United Farmers of Alberta

1. What reason was given by the Vancouver harbour commission for the dismissal of Walter H. Kirehner, accountant, Ballantyne pier, Vancouver, British Columbia?

2. Was he an efficient worker?

3. How long was he in the service of the Vancouver harbour commission?

4. Is he a war veteran?

5. Was his successor a returned soldier? _

6. What salary did the accountant preceding

Mr. Kirehner receive? _

7. What salary did Mr. Kirehner receive for performing similar duties?

8. What salary did Mr. Kirehner receive before asking for an investigation of his charge against the Vancouver harbour commission of exploiting the labour of non-political returned soldier employees?

9. What reason was given by the Vancouver harbour commission for temporarily withholding twenty-five dollars ($25) per month for eight (8) months from Mr. Kirchner's salary?

10. Have portions of salaries earned by other employees of the Vancouver harbour commission been similarly withheld?

11. Was any recompense made or suggested

to Mr. Kirehner by the Vancouver harbour commission for their action in withholding a portion of his salary for eight months? .

12. When Mr. Kirehner assumed the duties of accountant, Ballantyne pier, why was the title of "accountant" added to the employee performing the junior duties of cashier?

13. Did the cashier who was given the additional title of "accountant" perform any of the accounting duties of the Ballantyne pier?

14. Was the cashier of Ballantyne pier capable of performing the duties of accountant of the Ballantyne pier?

15. What is the title of the cashier of the Ballantyne pier to-day?

16. Was the salary of the cashier of the Ballantyne pier increased from one hundred and sixty dollars to one hundred and eighty dollars per month at the time he received the additional title of "accountant"?

17. Was the increase of twenty dollars per month given to the cashier as extra remuneration for supposedly performing accounting duties in addition to his duties of cashier?

18. Were the duties for which the cashier received additional remuneration performed by Mr. Kirehner?

19. What authority have the Vancouver habour commissioners to turn over portions of a salary earned by one employee to another?

20. Is the position of accountant senior to that of cashier in the Vancouver harbour commission?

21. Has it been the general practice of the Vancouver harbour commissioners for employees performing senior duties to come under the jurisdiction of men doing junior work?

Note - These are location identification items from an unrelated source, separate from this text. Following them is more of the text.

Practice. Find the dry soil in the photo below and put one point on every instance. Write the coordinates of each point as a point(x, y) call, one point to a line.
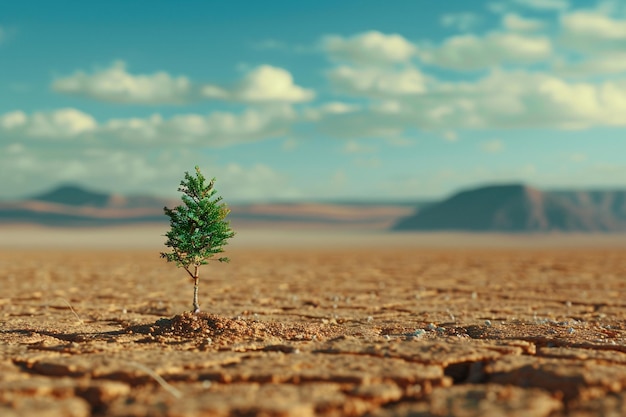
point(371, 331)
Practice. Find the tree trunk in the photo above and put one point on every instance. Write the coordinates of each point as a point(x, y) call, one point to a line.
point(196, 306)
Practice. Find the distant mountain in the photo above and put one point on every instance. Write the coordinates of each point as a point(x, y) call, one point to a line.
point(69, 206)
point(518, 208)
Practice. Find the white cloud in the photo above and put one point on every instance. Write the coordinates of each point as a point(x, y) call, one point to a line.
point(116, 85)
point(501, 100)
point(126, 171)
point(450, 136)
point(515, 22)
point(470, 52)
point(214, 129)
point(377, 81)
point(333, 107)
point(463, 21)
point(577, 157)
point(492, 146)
point(59, 124)
point(369, 48)
point(261, 85)
point(591, 31)
point(544, 5)
point(356, 147)
point(601, 64)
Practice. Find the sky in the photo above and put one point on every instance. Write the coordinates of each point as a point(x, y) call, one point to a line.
point(312, 100)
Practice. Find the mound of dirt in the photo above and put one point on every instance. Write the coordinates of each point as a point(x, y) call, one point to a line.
point(210, 329)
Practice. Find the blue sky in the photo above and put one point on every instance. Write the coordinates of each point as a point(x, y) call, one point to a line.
point(312, 100)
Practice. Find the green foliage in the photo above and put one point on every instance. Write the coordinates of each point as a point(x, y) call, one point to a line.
point(198, 229)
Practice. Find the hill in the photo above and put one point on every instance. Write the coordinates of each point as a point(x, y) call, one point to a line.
point(519, 208)
point(70, 206)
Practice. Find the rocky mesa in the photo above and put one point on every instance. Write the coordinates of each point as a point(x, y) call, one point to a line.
point(519, 208)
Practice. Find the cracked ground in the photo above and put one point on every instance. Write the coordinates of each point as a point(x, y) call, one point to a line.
point(304, 332)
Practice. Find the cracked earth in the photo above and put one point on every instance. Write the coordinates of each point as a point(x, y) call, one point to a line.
point(302, 332)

22. Why were such conditions imposed upon Walter H. Kirehner?

23. Were such conditions imposed upon his predecessor or his successor?

24. On or about the 10th September was the comptroller of the Vancouver harbour

commission instructed by the commissioners to draw up a recommendation covering Mr. Kirchner's case, and what was that recommendation?

25. Was the recommendation by the comptroller minuted?

26. Has the government of Canada no jurisdiction over the actions of the Vancouver harbour commissioners against returned soldiers?

27. Did Walter H. Kirehner appeal to the Minister of Marine and Fisheries for justice?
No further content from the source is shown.